I consider myself fortunate to have lived during a time that recorded music transitioned to and through different recorded forms. From 45 rpms and 33⅓ rpm vinyl (I even listened to some 78 rpm vinyl that belonged to my parents) to 8-track, cassettes, compact discs and now digital my musical journey and collection of music has been part of the history of music.
While I may do a deeper dive on the other forms of recorded music, my first introduction and still my favorite form to enjoy music is vinyl. Why do I vinyl love vinyl? Let me count the ways ... .
Actually there are dozens of reasons I love vinyl. I could tell you that the sound is richer and every record I purchased or was given has a story behind it. I could talk about why I tracked down a 45 rpm or purchased an album after hearing a band live or on the radio or seeing a music video or a movie. So first and foremost those musical memories are probably up near the top of the list of why I love vinyl.
I also started a DJ career during college with vinyl being my musical tool of the trade at the time. Having two turntables and a microphone served me well and helped me develop many technical and communication skills related to music and life that I still use today.

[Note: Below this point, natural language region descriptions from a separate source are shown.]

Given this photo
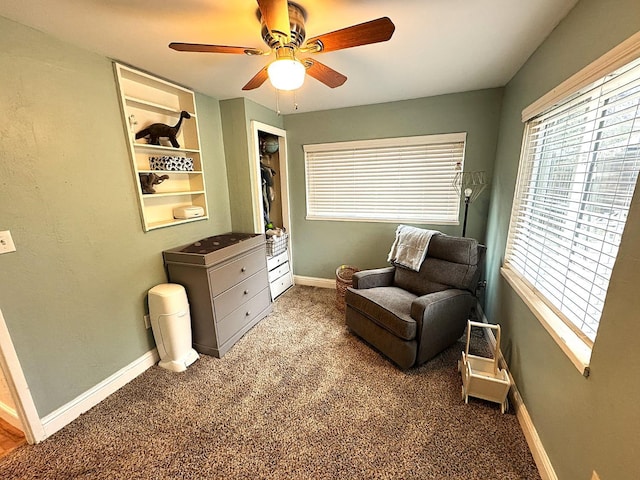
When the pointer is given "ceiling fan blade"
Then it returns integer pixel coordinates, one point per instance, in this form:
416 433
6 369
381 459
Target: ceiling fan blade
324 74
201 47
374 31
257 80
275 14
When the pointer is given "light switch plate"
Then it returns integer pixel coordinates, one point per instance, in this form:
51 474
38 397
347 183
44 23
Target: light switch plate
6 242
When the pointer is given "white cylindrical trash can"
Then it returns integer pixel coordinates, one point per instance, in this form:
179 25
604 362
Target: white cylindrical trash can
171 325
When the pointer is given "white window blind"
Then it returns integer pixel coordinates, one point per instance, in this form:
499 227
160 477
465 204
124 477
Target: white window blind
578 172
405 179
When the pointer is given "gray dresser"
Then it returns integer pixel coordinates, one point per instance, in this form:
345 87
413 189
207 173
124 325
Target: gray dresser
227 285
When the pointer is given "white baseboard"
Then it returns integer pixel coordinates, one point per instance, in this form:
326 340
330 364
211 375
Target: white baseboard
10 416
89 399
314 282
526 423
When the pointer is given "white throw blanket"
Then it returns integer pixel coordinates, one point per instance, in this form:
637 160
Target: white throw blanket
410 246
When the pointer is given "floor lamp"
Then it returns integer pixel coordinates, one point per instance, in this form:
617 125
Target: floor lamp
471 185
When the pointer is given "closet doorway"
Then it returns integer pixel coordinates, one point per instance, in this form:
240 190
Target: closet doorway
270 188
270 192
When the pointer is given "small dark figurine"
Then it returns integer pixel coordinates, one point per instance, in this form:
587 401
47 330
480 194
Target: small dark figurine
157 131
148 180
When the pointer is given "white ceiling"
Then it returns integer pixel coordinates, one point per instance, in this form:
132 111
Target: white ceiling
439 46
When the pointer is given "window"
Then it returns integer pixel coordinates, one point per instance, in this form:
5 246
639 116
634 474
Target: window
578 171
388 180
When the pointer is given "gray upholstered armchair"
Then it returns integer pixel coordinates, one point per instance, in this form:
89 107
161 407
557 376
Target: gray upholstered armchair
412 316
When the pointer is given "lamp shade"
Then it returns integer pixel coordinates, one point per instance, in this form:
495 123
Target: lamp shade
286 74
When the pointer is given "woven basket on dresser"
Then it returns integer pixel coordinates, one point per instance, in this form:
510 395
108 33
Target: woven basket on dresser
344 274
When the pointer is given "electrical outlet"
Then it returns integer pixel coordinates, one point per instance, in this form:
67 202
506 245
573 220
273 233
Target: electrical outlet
6 242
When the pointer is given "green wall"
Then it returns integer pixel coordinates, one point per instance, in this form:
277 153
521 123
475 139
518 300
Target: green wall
584 423
237 115
74 293
363 244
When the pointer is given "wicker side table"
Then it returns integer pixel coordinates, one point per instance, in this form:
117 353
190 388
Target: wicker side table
344 274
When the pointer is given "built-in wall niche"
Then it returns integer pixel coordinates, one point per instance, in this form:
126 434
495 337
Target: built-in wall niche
146 100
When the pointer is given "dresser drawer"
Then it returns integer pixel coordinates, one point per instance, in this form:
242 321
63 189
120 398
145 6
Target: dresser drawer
225 277
273 262
228 301
279 285
241 316
278 271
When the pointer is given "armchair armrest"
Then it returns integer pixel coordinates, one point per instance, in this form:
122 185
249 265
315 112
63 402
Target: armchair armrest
441 318
379 277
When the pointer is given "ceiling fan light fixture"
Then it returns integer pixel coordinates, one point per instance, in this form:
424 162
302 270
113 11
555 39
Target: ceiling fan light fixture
286 74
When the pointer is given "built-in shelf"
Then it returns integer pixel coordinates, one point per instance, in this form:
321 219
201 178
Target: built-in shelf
145 100
152 106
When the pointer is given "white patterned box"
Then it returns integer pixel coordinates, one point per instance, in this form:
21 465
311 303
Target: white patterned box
168 163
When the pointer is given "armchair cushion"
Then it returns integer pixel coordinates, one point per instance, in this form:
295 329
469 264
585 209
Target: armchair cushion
412 316
451 262
389 307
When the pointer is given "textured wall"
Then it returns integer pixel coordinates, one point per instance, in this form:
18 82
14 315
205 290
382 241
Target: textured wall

Vinyl taught me to listen and to listen fully to what an artist or multiple artists were trying to say. I am still interested in listening and whether it was in my room by myself with a turntable spinning or in a crowded space with other people I enjoy listening.
The sight accompanied by the sound of spinning vinyl is something special. From the moment the needle drops into the groove until it nearly reaches the center label, the vinyl experience was and still is a unique way to enjoy music. When I bought a jukebox, I was sure to purchase a model that offered the ability to watch the record play.

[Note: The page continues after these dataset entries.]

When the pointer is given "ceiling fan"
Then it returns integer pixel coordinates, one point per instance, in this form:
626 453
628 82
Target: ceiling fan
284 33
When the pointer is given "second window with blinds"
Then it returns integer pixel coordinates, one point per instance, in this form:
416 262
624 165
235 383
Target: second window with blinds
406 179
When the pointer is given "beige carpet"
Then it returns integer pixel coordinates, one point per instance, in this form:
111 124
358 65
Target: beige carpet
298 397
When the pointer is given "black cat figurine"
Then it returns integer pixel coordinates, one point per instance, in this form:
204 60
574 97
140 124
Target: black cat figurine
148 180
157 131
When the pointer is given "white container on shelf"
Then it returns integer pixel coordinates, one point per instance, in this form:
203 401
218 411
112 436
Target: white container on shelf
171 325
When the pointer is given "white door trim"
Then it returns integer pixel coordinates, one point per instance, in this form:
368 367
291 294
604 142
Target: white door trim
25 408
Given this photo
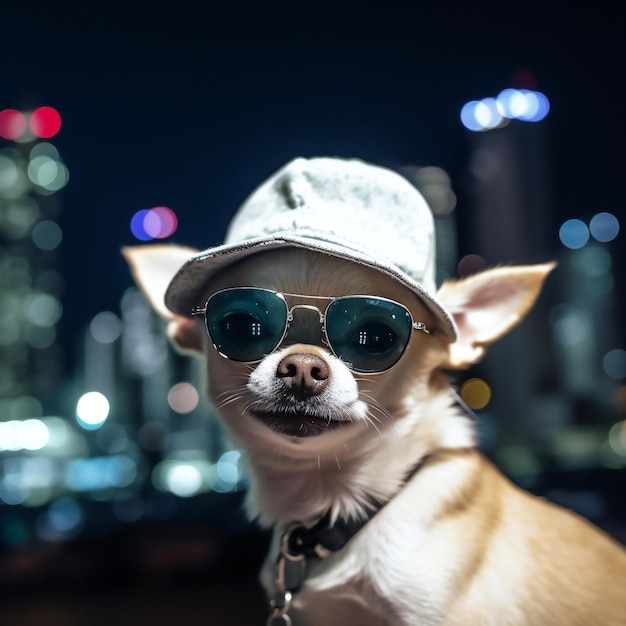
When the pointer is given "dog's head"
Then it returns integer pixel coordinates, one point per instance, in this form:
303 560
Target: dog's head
299 358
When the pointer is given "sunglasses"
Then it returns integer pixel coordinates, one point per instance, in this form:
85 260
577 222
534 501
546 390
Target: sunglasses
369 334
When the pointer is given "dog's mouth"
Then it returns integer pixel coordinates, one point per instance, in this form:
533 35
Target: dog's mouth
292 424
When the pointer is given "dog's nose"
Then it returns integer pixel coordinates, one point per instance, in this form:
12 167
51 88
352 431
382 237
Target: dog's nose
303 374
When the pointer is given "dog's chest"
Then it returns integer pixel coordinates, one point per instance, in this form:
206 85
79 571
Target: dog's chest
383 576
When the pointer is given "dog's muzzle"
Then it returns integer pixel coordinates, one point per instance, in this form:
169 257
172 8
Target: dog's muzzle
298 400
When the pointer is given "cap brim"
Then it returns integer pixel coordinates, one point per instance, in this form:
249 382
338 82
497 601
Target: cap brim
187 286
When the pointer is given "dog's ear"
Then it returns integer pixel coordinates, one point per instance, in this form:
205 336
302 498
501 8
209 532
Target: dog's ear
153 267
487 305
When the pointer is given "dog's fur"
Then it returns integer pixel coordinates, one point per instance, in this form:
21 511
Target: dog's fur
458 544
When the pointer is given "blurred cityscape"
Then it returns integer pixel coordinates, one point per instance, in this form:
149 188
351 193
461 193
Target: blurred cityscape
126 445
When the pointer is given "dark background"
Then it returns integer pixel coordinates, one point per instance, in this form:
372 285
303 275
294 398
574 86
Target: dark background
191 105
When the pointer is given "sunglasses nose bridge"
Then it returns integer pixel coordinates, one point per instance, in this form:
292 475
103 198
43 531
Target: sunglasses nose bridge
307 307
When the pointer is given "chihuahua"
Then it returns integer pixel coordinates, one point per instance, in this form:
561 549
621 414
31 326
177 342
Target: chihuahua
331 376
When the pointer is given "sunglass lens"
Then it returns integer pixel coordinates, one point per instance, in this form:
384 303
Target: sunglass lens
246 324
370 334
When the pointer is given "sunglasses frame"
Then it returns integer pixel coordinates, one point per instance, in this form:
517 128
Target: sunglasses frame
202 310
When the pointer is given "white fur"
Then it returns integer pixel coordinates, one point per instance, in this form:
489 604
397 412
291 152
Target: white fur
457 544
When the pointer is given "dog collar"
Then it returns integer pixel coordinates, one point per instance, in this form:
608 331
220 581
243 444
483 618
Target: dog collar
299 544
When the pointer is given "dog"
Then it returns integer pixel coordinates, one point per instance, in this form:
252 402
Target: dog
329 367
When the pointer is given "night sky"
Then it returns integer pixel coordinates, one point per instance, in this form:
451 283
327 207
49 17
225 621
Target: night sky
191 105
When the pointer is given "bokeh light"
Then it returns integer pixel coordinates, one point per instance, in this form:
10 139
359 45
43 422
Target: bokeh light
92 410
476 393
30 434
157 223
604 227
45 122
511 104
574 234
183 398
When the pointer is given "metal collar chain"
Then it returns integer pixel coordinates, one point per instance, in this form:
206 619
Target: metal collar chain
290 574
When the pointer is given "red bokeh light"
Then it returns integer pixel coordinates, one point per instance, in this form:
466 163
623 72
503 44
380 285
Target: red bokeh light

Vinyl and the imagery of the album covers are art. I have a number of framed albums that are as beautiful to me as many other art pieces. The creativity of the albums and even some 45 rpm sleeves not only add to the experience of listening to the music but also stand on their own as works of visual art.

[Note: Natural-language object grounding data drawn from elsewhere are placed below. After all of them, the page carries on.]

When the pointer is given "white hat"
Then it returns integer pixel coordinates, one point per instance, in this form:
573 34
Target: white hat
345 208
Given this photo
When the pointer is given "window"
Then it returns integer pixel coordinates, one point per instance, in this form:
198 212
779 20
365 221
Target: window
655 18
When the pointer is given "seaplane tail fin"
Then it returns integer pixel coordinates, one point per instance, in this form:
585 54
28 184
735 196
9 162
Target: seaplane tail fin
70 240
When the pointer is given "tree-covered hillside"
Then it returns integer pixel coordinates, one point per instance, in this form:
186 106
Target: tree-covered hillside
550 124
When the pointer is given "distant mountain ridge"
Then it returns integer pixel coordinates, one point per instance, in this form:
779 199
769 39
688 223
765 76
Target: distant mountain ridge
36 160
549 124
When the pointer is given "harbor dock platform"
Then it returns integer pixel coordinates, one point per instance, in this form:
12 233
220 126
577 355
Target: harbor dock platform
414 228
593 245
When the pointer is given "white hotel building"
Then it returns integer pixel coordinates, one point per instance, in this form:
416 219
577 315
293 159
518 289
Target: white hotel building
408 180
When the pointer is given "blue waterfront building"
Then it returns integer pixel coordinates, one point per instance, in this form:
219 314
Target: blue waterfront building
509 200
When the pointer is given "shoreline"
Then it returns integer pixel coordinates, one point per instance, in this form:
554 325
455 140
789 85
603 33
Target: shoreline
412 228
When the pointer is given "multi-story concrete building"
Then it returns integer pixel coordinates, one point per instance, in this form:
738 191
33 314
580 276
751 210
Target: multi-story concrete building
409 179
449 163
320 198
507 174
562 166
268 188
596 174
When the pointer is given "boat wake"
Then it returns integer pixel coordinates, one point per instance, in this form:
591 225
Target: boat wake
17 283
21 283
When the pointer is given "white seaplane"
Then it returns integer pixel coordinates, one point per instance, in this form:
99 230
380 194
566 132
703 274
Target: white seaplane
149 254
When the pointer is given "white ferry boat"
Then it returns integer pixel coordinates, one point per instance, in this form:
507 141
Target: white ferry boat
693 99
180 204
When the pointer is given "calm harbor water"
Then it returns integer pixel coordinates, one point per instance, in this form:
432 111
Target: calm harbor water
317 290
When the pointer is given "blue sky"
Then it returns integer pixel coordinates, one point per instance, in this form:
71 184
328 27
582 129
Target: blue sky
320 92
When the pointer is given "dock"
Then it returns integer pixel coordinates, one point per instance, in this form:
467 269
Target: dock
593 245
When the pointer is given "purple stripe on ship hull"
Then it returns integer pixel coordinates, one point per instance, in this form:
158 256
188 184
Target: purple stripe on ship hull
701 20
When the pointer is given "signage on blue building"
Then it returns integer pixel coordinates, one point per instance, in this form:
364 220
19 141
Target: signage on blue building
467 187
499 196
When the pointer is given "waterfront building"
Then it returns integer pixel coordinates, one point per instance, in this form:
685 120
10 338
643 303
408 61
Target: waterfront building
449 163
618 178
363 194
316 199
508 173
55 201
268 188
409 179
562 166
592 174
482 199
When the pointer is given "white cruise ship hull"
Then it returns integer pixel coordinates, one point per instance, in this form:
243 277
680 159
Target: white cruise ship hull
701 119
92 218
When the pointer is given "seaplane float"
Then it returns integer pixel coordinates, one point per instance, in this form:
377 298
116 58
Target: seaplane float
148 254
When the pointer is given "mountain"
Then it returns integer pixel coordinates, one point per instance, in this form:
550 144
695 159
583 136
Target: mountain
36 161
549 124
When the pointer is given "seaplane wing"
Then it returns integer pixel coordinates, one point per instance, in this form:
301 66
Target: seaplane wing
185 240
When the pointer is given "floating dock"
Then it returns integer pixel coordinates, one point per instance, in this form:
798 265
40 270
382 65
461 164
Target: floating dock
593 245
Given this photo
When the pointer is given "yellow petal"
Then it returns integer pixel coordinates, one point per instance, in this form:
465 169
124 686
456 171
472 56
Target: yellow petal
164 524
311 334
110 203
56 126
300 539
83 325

There is also a social part of vinyl. Whether you are buying new or used or trading vinyl, the vinyl-loving community is alive and well. Be sure to catch up with me this April for Record Store Day and I will show you what I mean.
While my wife cringes just a little when I mention my collection of vinyl, stored lovingly in a closet in our home, the truth is that she is fully responsible for a good portion of the vinyl we own. I love to tell people that my wife, Allison, “brought an awesome vinyl collection into our relationship”. She still cringes at the size and scope of the collection, but deep down she knows some of the best vinyl we own is hers.
I should add a thought or two on my collection of vinyl (that my wife cringes over) and that I/we currently own. There is no question that I need to pare down the collection. I know I will not pull out the 1982 Blondie LP “The Hunter” to cue up “Island of Lost Souls” on vinyl. Even though that is a great song, I am not diving deep into the stacks of vinyl to locate it. So I am agreeable to the notion that I may have more vinyl than I need — but maybe we should not say that out loud in front of my family.
On the flip side, there is no way to justify removing Bruce Springsteen’s “Greetings from Asbury Park” from my collection. Not only was it the first Springsteen album I purchased, but I still listen to it on vinyl as often as I can.
I know that I am not alone. In 2019 vinyl record sales increased over ten percent and surpassed the 10 million units sold mark. Those sales of LPs made up 19.2 percent of all physical album sales. And you will see more and more outlets are stocking and selling new albums.
For the love of vinyl, I will always treasure and continue to listen to and enjoy my favorite form of recorded music. I hope if you are like me you continue to “Listen Up” to vinyl. I hope to see you at the record shop or during one of my favorite days of the year — Record Store Day!